Le gouvernement iranien n’a pas commenté ces nouvelles mobilisations. Ces derniers jours, de nombreux Iraniens ont participé à des cérémonies traditionnelles marquant la fin de la période de deuil de 40 jours. Les précédentes manifestations avaient été réprimées par ce que des observateurs qualifient de répression la plus meurtrière sous le règne du guide suprême, Ali Khamenei. Des milliers de personnes auraient été tuées et des dizaines de milliers arrêtées.

Si la répression a mis fin aux manifestations de grande ampleur, des rassemblements plus modestes continuent d’avoir lieu, selon des vidéos diffusées sur les réseaux sociaux. Certaines publications en ligne affirment que les forces de sécurité ont tenté d’empêcher la participation aux cérémonies commémoratives. Lors de la révolution islamique de 1979, les cérémonies de deuil à 40 jours avaient déjà servi de catalyseur à de nouveaux rassemblements, créant un cycle de protestations et de répression.

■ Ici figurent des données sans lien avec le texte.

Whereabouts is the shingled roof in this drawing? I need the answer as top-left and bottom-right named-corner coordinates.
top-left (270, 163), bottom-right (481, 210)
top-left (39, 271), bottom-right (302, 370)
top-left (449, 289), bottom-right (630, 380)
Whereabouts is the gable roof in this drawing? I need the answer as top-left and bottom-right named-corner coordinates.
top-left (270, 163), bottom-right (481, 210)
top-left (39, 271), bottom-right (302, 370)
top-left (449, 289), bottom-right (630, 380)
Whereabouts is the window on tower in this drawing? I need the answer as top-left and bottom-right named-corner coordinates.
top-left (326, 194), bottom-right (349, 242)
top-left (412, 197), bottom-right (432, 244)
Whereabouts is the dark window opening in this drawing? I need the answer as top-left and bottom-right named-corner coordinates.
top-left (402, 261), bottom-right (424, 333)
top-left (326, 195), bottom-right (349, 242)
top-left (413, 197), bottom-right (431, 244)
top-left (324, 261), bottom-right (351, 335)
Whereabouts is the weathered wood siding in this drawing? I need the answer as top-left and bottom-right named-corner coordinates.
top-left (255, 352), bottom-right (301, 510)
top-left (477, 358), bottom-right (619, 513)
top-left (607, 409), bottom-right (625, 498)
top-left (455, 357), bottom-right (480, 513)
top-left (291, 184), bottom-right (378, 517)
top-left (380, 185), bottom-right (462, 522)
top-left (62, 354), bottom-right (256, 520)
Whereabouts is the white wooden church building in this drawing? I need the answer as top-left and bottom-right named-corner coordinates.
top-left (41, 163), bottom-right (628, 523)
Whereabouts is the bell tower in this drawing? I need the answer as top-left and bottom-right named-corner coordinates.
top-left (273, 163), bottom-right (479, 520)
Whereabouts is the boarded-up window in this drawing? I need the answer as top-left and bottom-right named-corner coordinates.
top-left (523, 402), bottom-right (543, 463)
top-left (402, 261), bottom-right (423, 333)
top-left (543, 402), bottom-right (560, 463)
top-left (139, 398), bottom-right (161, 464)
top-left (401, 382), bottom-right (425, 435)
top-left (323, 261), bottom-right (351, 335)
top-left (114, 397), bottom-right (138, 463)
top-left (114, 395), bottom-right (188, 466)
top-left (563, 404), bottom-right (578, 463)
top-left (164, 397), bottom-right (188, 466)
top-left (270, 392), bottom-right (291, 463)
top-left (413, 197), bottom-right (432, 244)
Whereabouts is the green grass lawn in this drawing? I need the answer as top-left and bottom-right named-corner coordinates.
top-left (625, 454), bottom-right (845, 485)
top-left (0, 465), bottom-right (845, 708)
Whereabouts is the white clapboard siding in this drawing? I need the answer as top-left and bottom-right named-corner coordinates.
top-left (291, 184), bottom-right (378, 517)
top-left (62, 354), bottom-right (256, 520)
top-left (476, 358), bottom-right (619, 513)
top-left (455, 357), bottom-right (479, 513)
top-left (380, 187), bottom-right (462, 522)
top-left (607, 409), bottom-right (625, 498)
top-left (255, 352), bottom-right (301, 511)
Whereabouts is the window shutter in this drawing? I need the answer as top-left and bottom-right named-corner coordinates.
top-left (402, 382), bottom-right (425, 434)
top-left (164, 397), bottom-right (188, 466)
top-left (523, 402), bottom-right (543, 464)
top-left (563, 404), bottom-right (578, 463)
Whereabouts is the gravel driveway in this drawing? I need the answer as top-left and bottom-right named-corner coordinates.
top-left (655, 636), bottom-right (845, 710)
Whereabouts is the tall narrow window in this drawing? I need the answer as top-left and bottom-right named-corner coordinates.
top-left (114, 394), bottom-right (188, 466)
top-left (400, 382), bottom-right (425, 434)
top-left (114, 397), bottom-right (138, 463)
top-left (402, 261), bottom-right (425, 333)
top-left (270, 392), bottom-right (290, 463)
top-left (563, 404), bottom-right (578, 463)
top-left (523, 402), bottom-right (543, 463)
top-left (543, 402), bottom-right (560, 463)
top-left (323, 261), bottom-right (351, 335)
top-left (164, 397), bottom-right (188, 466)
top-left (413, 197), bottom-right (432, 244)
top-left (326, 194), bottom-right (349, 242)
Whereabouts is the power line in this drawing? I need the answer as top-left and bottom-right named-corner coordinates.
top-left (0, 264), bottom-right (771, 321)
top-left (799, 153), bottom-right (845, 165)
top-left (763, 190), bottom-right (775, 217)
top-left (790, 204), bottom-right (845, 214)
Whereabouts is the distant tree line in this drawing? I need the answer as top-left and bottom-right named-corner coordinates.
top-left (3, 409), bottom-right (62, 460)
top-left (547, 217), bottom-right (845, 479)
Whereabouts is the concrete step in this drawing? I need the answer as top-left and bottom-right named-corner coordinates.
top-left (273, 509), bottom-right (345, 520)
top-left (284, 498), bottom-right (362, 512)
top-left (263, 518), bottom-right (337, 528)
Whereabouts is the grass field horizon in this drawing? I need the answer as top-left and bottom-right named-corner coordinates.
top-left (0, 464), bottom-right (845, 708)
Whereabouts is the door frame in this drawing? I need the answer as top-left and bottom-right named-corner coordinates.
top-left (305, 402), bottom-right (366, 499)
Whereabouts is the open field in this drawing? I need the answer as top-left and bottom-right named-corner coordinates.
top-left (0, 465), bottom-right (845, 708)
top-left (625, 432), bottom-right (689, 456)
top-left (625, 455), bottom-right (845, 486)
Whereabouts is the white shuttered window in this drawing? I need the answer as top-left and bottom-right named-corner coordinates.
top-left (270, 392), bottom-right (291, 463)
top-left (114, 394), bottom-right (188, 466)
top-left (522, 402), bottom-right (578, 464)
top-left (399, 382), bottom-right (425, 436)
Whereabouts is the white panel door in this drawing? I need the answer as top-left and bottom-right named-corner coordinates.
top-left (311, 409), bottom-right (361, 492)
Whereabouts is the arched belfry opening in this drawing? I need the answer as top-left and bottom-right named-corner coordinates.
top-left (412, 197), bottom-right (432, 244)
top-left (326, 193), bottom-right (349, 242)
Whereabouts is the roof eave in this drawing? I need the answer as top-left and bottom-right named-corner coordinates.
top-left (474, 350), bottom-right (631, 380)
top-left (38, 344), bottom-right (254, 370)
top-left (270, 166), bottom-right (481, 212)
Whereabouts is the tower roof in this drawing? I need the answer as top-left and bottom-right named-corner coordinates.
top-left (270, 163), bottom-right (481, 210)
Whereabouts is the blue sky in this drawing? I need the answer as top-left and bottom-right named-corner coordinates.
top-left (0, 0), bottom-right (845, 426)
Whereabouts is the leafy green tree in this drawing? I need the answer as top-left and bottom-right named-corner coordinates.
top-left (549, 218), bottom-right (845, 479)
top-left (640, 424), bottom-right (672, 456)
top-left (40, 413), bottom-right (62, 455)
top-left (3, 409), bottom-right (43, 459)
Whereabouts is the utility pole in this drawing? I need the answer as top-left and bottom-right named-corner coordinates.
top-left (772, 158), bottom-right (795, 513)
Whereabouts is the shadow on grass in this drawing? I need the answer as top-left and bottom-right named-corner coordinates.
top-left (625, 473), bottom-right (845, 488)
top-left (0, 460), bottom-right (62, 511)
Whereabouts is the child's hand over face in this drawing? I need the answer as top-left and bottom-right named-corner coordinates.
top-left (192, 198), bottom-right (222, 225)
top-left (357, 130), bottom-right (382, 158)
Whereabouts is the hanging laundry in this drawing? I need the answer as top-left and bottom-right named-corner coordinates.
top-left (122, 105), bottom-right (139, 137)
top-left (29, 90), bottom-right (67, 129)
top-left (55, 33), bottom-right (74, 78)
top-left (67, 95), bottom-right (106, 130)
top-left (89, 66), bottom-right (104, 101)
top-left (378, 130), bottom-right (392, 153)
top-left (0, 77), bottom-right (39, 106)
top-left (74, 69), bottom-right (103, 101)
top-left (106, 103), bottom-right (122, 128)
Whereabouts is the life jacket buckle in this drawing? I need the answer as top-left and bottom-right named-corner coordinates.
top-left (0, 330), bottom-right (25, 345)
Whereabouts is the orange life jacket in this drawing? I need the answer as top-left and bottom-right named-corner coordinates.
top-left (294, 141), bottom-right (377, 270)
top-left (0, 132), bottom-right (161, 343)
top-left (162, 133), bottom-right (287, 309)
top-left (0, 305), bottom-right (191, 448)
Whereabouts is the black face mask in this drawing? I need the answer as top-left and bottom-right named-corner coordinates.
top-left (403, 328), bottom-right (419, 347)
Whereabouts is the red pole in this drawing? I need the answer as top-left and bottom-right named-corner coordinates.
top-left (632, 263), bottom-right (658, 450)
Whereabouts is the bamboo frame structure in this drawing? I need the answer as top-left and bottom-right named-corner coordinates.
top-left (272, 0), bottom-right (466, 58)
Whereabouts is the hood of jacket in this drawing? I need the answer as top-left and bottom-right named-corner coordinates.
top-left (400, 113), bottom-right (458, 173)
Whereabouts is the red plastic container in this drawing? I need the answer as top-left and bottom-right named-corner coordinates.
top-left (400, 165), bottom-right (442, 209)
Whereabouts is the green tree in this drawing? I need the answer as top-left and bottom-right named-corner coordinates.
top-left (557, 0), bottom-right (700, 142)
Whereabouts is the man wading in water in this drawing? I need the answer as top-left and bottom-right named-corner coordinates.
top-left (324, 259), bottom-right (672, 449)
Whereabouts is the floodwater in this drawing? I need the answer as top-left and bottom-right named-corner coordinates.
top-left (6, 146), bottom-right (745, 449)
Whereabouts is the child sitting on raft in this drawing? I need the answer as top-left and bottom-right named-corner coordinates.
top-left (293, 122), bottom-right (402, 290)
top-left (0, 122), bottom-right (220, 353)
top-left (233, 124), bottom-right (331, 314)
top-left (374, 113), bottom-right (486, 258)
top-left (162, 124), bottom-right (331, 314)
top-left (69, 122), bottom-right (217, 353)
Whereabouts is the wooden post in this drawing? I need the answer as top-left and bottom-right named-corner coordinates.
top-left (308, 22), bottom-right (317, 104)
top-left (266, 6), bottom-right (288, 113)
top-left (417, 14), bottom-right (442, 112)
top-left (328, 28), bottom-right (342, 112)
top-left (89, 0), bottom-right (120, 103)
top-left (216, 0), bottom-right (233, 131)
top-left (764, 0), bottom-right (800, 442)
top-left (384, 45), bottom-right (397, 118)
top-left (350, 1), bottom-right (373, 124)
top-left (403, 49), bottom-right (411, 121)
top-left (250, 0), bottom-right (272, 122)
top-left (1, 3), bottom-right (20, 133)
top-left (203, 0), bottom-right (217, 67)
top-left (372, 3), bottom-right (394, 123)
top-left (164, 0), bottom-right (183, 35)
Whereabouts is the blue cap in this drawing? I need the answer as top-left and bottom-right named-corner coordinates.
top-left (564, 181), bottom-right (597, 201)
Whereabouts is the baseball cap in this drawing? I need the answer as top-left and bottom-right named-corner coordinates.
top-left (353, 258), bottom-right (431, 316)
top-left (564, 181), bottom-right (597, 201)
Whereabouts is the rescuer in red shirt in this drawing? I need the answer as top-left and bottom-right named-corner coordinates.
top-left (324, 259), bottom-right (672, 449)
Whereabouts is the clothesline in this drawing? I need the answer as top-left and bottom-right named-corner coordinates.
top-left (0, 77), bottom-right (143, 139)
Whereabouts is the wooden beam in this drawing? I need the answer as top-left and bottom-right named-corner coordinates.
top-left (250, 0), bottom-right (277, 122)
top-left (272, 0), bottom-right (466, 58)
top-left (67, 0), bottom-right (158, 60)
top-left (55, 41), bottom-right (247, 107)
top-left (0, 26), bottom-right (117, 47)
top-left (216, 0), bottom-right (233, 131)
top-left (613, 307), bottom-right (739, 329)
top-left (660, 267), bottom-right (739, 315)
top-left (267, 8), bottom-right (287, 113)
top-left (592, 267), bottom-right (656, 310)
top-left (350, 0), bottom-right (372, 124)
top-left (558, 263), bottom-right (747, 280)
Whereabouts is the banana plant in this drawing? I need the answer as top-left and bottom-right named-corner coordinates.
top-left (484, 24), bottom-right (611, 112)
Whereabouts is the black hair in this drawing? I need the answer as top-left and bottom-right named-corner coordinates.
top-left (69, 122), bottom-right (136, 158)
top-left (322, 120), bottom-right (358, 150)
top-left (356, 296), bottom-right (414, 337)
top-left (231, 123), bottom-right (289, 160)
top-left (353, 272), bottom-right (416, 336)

Selon l’agence Human Rights Activists News Agency, basée aux États-Unis, au moins 7 015 personnes auraient été tuées lors des précédentes manifestations et de la répression, dont 214 membres des forces gouvernementales. Le gouvernement iranien a avancé, le 21 janvier, un bilan officiel de 3 117 morts. L’Associated Press indique ne pas être en mesure de vérifier de manière indépendante ces chiffres, les autorités ayant restreint l’accès à Internet et aux communications internationales.

Ces nouvelles tensions interviennent alors que l’Iran se prépare à l’éventualité d’une attaque américaine. Le président Donald Trump a averti vendredi que des frappes limitées restaient possibles, tandis que le ministre iranien des Affaires étrangères, Abbas Araqchi, a indiqué que Téhéran espérait présenter prochainement une proposition d’accord à l’issue de discussions indirectes sur le nucléaire. Le déploiement accru de navires et d’avions américains au Moyen-Orient, notamment autour du porte-avions USS Gerald R. Ford, renforce la capacité d’action de Washington sans pour autant garantir une frappe imminente.